The addition to the religious category, alas, was a photo spotted in the Indianapolis Star (the rules being unclear on this point I decided to count it), which seemed to feel that in a notably warm and snowless December Christians themselves could use a little fluffing:
The manger scenes with their baby dolls nestled on the hay are all aglow across the city....
At least a good half-dozen, anyway
The thing I enjoy about this story is the same thing I enjoy every year when they run their "putting the Christ back in Christmas" story, now in its forty-fifth year and showing no signs of being even slightly disconcerted by what outsiders call "reality": how some poor schnook of a reporter, already forced to work Christmas week, gets assigned to collect three quotes (four, if they include a rabbi somewhere for ecumenicalism, which, as you know, is not in fashion this year) and manages to obviate all doctrinal distinctions among the hundreds of Christian sects in our little burg alone. This, despite the fact that many, if not most, denominations recognize that the whole Christmas story thing is mere fable--one some even actively oppose--even before we get to that virgin stuff. This year included a fine bit of preacherese:
Living in a culture in which people go out of their way to avoid pain and suffering is one reason the Christmas story is easier to latch onto than the bloody Crucifixion, said the Rev. Larry P. Crawford, pastor at St. Gabriel the Archangel Catholic Church on the Westside.

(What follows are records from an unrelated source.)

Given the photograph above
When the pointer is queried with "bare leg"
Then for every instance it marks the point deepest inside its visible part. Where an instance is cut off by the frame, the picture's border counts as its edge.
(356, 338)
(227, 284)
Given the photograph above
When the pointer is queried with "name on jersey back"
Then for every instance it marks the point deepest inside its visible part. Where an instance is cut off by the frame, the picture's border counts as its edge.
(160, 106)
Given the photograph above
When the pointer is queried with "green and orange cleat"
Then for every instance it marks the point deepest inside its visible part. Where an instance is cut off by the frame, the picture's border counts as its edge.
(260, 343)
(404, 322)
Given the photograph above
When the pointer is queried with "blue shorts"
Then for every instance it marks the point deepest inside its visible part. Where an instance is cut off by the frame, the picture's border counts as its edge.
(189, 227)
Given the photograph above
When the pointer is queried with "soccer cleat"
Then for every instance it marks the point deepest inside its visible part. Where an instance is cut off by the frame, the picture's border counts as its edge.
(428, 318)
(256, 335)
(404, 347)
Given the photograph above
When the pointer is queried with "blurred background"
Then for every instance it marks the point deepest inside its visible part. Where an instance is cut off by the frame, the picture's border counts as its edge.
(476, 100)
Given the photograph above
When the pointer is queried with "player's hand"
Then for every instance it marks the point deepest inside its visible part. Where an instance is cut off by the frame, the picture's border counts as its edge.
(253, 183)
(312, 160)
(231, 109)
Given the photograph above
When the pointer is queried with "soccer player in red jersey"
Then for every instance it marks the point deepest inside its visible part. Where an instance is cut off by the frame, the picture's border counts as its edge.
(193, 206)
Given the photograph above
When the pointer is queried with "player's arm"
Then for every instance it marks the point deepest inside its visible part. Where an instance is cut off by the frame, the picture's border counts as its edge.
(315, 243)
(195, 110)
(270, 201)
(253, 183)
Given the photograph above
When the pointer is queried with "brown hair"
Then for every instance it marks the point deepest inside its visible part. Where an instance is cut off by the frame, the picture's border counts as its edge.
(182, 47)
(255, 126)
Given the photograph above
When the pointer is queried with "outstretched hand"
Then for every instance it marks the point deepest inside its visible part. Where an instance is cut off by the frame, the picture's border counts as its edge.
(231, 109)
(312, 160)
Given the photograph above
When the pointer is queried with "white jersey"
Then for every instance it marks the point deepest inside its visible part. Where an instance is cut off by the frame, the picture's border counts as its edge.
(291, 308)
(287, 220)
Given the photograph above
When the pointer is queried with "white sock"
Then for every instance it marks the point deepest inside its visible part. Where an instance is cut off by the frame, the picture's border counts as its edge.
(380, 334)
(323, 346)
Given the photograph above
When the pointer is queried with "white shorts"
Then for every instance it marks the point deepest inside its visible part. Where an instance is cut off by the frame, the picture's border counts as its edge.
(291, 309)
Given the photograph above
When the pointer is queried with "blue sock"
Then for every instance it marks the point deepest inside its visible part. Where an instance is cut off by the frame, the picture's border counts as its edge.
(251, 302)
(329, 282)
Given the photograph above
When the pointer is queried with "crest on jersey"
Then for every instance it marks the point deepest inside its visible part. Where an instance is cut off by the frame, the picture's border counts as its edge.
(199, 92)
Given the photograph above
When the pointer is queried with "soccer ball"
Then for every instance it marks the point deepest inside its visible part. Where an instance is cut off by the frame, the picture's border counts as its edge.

As opposed to what culture, exactly? North Korea? Sparta? the Klingons?
There's more cheering news this Advent [note: "Advent" is my new preferred tactic in the War on Xmas, inspired by the Allied POWs at Colditz who infested the place with wood rot knowing it would take fifty years to have any effect. "Have a solemn and mortifying Advent season!" is now my standard greeting for complete strangers. I want to see the professional Christians wriggle out of that one]. The local news hairdos finally got away from all that secular "Black Friday" business and right down to the real Reason for the Season: encouraging people to shop their fucking brains out. It's gone beyond the helicopter-assisted reports on mall parking, which, now that I think of it, I've yet to see this year--they've probably been shelved as "too negative"--and onto actual exhortations to Just Buy Stuff. The change is actually subtle, because a good 30% of the regular news the other eleven months is now taken up with reports of Grand Openings and Site Selections and Zoning Disputes (followed by the inevitable Zoning Variance Announcement, sometimes later in the same newscast) and all other matters of news-esque Shopping Foreplay. The big difference I saw was that the entire final week before Xmas is now given over to scolding viewers for "procrastination". I saw two separate reports on different channels sternly lecturing "Last Minute Shoppers" last Friday, December the Fucking Twenty-Second, with an entire weekend left before the birth of the Lord. This is what happens when all your "news" comes from people who have personal shoppers on their own payrolls.